Monday 8 July 2013

Ghostly Hands & Dancing Vicars by Karen Maitland

One of the great joys of historical research is the stumbling upon tales you weren’t looking for. Last week, I was researching the history of Greestone Stairs in Lincoln for my next novel. Greestone is reputed to be the most haunted street in the city. They are a long flight of stone steps which once linked the medieval dwellings in the lower part of the city, outside the city walls, to via the Postern or rear gate to which led into the Cathedral grounds at the top of the hill.

These steps are haunted by, amongst others, a Victorian woman and a monk who hanged himself from the postern archway. But perhaps most sinister of all, numerous locals and visitors alike have reported feeling someone grab their ankle as they ascended the steps, even in daylight, causing them to fall heavily and they have the bruises and cuts to prove it!

But when delving into the history of the steps and archway I came across an account written by A.F.Kenwick in 1928, which tells another story about the steps and postern gate –

‘... The cathedral towers, as well as the central one, were originally topped with tall spires of timber, coated with lead. The central spire had been blown down in a gale nearly two hundred years before it was decided by the cathedral body to remove those on the west towers, the excuse being that they had fallen into disrepair. The work of destruction was commenced on the 20th September 1726 or 1727. As the citizens in the town below saw the workmen engaged in this way, cries of indignation were raised, and towards evening a crowd of 500 men assembled to prevent the removal of the spires. The main gates of the minster yard were secured against them, but the small postern on the south side was apparently forgotten. To this the besiegers turned their attention, and, rushing up the Greestone stairs, they soon battered down the gate, and entered the close.

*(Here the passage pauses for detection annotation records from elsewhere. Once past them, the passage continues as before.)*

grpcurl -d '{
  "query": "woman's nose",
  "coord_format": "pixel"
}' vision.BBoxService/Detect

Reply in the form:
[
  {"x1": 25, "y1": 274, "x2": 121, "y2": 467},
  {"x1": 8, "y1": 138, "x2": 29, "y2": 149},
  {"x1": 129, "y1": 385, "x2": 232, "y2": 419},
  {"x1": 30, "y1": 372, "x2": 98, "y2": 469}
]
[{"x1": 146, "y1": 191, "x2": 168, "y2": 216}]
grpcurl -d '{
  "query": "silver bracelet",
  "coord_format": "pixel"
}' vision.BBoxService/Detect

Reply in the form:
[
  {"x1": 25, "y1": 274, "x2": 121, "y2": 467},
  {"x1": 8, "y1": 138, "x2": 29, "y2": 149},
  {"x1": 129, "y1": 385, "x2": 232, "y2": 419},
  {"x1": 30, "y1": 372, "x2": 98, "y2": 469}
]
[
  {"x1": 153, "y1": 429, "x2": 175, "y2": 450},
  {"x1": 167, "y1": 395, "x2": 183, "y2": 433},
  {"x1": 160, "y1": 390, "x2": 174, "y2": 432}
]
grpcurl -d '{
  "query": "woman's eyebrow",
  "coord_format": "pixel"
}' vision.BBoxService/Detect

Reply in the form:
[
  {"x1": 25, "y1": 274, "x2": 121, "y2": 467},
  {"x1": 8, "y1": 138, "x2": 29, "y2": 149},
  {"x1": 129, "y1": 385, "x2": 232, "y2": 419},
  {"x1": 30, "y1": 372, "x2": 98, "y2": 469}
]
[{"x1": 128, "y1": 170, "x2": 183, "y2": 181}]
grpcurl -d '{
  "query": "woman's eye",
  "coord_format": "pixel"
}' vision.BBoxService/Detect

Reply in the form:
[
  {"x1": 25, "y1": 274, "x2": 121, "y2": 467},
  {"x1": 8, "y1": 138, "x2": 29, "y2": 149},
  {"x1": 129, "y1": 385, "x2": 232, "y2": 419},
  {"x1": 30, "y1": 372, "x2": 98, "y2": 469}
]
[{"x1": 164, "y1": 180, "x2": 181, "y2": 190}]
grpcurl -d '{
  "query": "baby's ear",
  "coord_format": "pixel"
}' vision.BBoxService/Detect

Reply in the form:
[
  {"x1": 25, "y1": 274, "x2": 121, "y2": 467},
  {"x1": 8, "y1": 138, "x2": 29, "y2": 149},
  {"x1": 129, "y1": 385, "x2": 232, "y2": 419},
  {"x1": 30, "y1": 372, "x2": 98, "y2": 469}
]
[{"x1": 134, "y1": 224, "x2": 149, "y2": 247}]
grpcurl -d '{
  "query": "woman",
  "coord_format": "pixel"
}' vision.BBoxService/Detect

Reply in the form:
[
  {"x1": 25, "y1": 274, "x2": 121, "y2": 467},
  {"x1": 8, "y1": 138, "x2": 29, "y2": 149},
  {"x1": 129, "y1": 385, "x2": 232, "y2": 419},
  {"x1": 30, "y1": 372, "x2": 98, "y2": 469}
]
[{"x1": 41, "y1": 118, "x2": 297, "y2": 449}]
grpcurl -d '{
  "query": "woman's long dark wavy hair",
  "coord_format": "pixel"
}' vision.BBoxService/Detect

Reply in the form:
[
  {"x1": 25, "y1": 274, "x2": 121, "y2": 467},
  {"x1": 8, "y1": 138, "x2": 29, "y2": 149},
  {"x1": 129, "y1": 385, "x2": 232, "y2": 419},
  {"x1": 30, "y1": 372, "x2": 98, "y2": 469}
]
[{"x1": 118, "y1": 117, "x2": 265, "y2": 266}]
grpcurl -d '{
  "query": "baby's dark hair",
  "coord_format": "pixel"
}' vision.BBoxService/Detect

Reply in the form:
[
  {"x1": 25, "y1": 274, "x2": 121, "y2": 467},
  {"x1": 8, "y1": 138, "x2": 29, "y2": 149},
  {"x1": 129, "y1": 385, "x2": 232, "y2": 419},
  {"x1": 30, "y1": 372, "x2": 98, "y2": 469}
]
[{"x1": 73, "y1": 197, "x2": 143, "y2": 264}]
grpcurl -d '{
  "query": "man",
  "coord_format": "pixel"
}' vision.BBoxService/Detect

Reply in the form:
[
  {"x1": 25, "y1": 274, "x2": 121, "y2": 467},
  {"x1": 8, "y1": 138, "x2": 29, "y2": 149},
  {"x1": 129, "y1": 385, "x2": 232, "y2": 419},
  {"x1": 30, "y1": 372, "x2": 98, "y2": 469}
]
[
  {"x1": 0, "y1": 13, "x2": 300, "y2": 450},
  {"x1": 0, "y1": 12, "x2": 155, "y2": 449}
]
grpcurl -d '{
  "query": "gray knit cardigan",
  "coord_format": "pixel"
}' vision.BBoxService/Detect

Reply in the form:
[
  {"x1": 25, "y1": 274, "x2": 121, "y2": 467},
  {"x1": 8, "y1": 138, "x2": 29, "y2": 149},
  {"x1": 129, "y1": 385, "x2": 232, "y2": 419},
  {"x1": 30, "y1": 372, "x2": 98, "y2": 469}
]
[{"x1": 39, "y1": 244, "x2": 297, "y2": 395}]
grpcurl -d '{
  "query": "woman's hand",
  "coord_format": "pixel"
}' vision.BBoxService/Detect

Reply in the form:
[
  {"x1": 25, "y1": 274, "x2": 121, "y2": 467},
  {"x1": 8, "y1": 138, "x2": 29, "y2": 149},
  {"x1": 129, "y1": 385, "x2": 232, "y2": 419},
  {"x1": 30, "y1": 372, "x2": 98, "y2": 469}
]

'One of "Old Vicars," named Cunnington, appears to have suffered especially at their hands, whether he was the chief culprit or not. He is said to have been dragged from his house in the Vicars' Court, and compelled to dance on the minster green in the midst of the mob. The crowd only dispersed on the promise that the spires should be allowed to remain.

'The next day, the Mayor and Aldermen were requested by the minster authorities to send the bellman round the city with the following message:— "Whereas there has been a tumult, for these two days past, about pulling down the two west spires of the church, this is to give notice to the people of the city, that there is a stop put to it, and that the spires shall be repaired again with all speed.” After which the mob with one accord gave a great shout, and said, “God bless the King!” … 

'A foolhardy feat was performed in the year 1739 by a man named Robert Cadman, who did fly from one of the spires of the minster, by means of a rope, down to the Castle Hill, near to the Black Boy public-house. Cadman met his death in the next year at Shrewsbury, while attempting a similar performance there ...’

 The spires were finally removed in 1807. I wonder if forcing planners today who make unpopular decisions to ‘dance on the green’ would encourage them to think again!